Guey Lin T, Kravic Jasmina, Melander Olle, Burtt Noël P, Laramie Jason M, Lyssenko Valeriya, Jonsson Anna, Lindholm Eero, Tuomi Tiinamaija, Isomaa Bo, Nilsson Peter, Almgren Peter, Kathiresan Sekar, Groop Leif, Seymour Albert B, Altshuler David, Voight Benjamin F
Applied Quantitative Genotherapeutics, Pfizer Biotherapeutics, Cambridge, MA 02144, USA.
Genet Epidemiol. 2011 May;35(4):236-46. doi: 10.1002/gepi.20572.
Next-generation sequencing technologies are making it possible to study the role of rare variants in human disease. Many studies balance statistical power with cost-effectiveness by (a) sampling from phenotypic extremes and (b) utilizing a two-stage design. Two-stage designs include a broad-based discovery phase and selection of a subset of potential causal genes/variants to be further examined in independent samples. We evaluate three parameters: first, the gain in statistical power due to extreme sampling to discover causal variants; second, the informativeness of initial (Phase I) association statistics to select genes/variants for follow-up; third, the impact of extreme and random sampling in (Phase 2) replication. We present a quantitative method to select individuals from the phenotypic extremes of a binary trait, and simulate disease association studies under a variety of sample sizes and sampling schemes. First, we find that while studies sampling from extremes have excellent power to discover rare variants, they have limited power to associate them to phenotype—suggesting high false-negative rates for upcoming studies. Second, consistent with previous studies, we find that the effect sizes estimated in these studies are expected to be systematically larger compared with the overall population effect size; in a well-cited lipids study, we estimate the reported effect to be twofold larger. Third, replication studies require large samples from the general population to have sufficient power; extreme sampling could reduce the required sample size as much as fourfold. Our observations offer practical guidance for the design and interpretation of studies that utilize extreme sampling.
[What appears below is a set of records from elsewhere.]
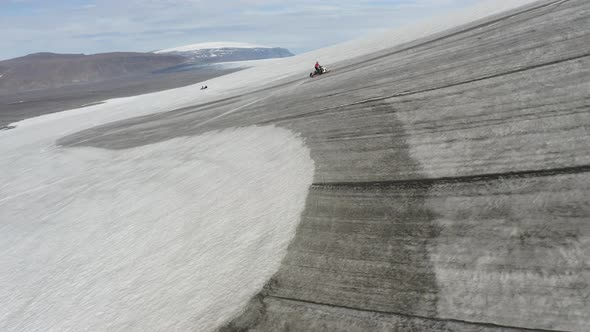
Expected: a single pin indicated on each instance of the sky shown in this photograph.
(87, 26)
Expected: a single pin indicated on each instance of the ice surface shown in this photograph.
(162, 236)
(171, 236)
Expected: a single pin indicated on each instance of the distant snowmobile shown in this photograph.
(320, 71)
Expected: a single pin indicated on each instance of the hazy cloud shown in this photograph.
(77, 26)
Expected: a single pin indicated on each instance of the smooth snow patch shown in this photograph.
(207, 46)
(177, 235)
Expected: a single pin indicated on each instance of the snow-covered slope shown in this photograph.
(144, 238)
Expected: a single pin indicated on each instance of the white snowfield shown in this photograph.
(164, 236)
(209, 46)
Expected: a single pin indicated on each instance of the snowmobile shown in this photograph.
(320, 71)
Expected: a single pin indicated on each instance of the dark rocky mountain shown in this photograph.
(49, 70)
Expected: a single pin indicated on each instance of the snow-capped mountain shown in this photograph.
(227, 51)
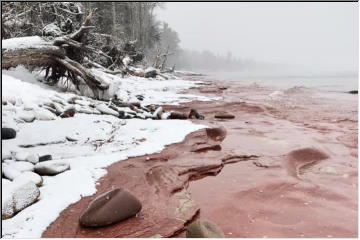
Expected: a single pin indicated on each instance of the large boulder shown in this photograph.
(111, 207)
(26, 156)
(10, 172)
(204, 229)
(69, 112)
(20, 166)
(18, 196)
(51, 168)
(44, 114)
(44, 158)
(8, 133)
(27, 117)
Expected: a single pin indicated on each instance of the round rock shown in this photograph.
(8, 133)
(111, 207)
(224, 115)
(51, 168)
(44, 158)
(204, 229)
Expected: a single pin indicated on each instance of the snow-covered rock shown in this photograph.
(5, 154)
(27, 117)
(158, 112)
(52, 167)
(10, 172)
(21, 166)
(151, 72)
(29, 176)
(52, 30)
(43, 114)
(33, 158)
(21, 156)
(106, 110)
(18, 196)
(26, 156)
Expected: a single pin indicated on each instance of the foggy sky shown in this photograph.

新一代测序技术使研究罕见变异在人类疾病中的作用成为可能。许多研究通过以下方式在统计效力和成本效益之间取得平衡:(a) 从表型极端情况中抽样;(b) 采用两阶段设计。两阶段设计包括一个广泛的发现阶段,以及选择一组潜在的因果基因/变异在独立样本中进行进一步研究。我们评估三个参数:第一,极端抽样在发现因果变异方面的统计效力增益;第二,初始(第一阶段)关联统计在选择后续研究的基因/变异方面的信息量;第三,极端抽样和随机抽样在(第二阶段)重复研究中的影响。我们提出一种从二元性状的表型极端情况中选择个体的定量方法,并在各种样本量和抽样方案下模拟疾病关联研究。首先,我们发现虽然从极端情况中抽样的研究在发现罕见变异方面具有出色的效力,但将它们与表型关联起来的效力有限——这表明即将开展的研究假阴性率较高。其次,与之前的研究一致,我们发现这些研究中估计的效应大小与总体人群效应大小相比预计会系统性地更大;在一项被广泛引用的脂质研究中,我们估计报告的效应大两倍。第三,重复研究需要从一般人群中获取大量样本才能有足够的效力;极端抽样可将所需样本量减少多达四倍。我们的观察结果为利用极端抽样的研究的设计和解释提供了实际指导。